Formatting Requirements. Submissions must be in English, in double-column format, and must adhere to the ACM template and format (also available in Overleaf); Word users may use the Word Interim Template. The recommended setting for LaTeX is:
\documentclass[sigconf,review]{acmart}
Submissions must be a single PDF file: 8/4/2 content pages as main paper, followed by References and an optional Appendix that has no page limits. All regular and required sections should be included in the main paper. The Appendix can only contain details on reproducibility, proofs, pseudo-code, etc. The first 8/4/2 pages should be self-contained, since reviewers are not required to read past that. Note that different limits will apply to camera-ready (refer to the Publication section).

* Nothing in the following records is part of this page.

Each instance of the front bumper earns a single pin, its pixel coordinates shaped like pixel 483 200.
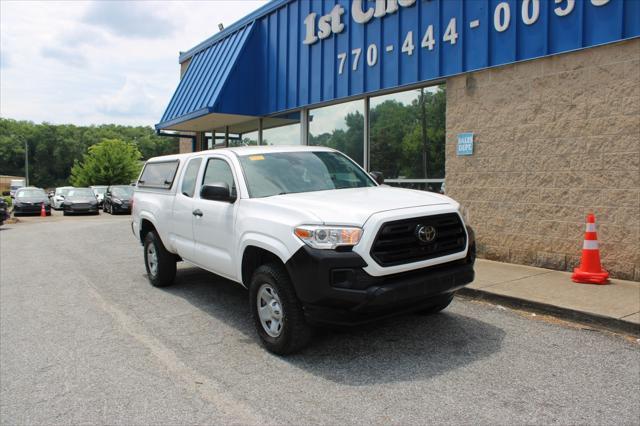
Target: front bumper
pixel 121 208
pixel 30 209
pixel 335 289
pixel 74 209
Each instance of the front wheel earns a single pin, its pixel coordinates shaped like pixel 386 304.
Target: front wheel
pixel 277 312
pixel 160 264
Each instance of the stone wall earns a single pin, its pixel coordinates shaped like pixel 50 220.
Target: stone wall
pixel 555 138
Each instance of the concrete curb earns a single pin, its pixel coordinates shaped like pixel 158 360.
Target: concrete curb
pixel 586 318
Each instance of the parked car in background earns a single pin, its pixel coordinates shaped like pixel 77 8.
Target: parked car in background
pixel 29 200
pixel 58 197
pixel 80 200
pixel 99 190
pixel 117 199
pixel 14 185
pixel 4 211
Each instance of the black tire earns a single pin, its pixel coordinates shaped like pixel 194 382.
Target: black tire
pixel 294 333
pixel 165 271
pixel 438 304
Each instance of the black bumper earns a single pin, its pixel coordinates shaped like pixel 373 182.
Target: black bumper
pixel 120 208
pixel 31 209
pixel 335 289
pixel 80 210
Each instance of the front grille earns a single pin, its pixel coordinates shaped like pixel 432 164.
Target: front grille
pixel 397 242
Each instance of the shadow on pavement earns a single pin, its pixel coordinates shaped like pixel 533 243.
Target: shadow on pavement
pixel 404 348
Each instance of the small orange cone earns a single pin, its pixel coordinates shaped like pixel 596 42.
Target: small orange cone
pixel 590 271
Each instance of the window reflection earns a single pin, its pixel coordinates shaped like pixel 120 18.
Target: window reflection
pixel 282 130
pixel 339 127
pixel 407 135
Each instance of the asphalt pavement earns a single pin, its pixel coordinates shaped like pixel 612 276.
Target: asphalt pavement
pixel 85 339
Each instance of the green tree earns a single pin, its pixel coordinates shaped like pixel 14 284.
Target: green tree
pixel 110 162
pixel 54 149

Originality and Concurrent Submissions. All full and short papers must present original work—this means that papers under review at or published/accepted to any peer-reviewed conference/journal with published proceedings cannot be submitted. Submissions that have been previously presented orally, as posters or abstracts-only, or in non-archival venues with no formal proceedings, including workshops or PhD symposia without proceedings, are allowed. Authors may submit anonymized work that is already available as a preprint (e.g., on arXiv or SSRN) without citing it. The ACM has a strict policy against plagiarism, misrepresentation, and falsification that applies to all publications.
Resubmission. There will be no “Resubmit” decisions in this track. All papers will be a fresh submission during each cycle.
Serving as Reviewer. To ensure that all papers receive a sufficient number of high-quality reviews, there is a requirement for authors to contribute to reviewing.
- Every submission must nominate at least one author who is a qualified reviewer (i.e., authors with at least three papers in top AI/ML conferences or journals such as KDD, NeurIPS, ICML, and JMLR, or at least one paper in top scientific journals such as the main or sub-journals of Nature, Science, and Cell). Only if no qualified reviewer exists in the author list, the submission should nominate the best-qualified author(s) for consideration by the PC chairs.
- Any author listed on two or more papers may be automatically signed up as a reviewer unless they are already serving as a reviewer, AC, or SAC.
Either case above constitutes an acceptance and a commitment to carry out the regular reviewing load responsibly. Failure to provide a qualified reviewer when one exists in the author list, or failure to carry out the assigned reviewing duty properly, is grounds for desk rejection.
Ethical Use of Data and Informed Consent. Authors are required to include a separate section titled Limitations and Ethical Considerations in the paper to address the ethical use of data and/or informed consent of research subjects. You and your co-authors are subject to all ACM Publications Policies, including ACM’s Publications Policy on Research Involving Human Participants and Subjects (posted in 2021). Please ensure all authors are familiar with these policies.
Please consult the regulations of your institution(s) indicating when a review by an Institutional Ethics Review Board (IRB) is needed. Note that submitting your research for approval by such may not always be sufficient. Even if such research has been approved by your IRB, the program committee might raise additional concerns about the ethical implications of the work and include these concerns in its review.
Submissions that do not follow these guidelines or do not view or print properly, will be desk-rejected.
Reviewing Process
Reviewing. Each submission will receive at least three independent reviews, overseen by an Area Chair (AC). If any author of a submission, who is also a reviewer, does not carry out the reviewing task in a proper and timely manner, no author of that submission will see the reviews of that submission during the rebuttal stage.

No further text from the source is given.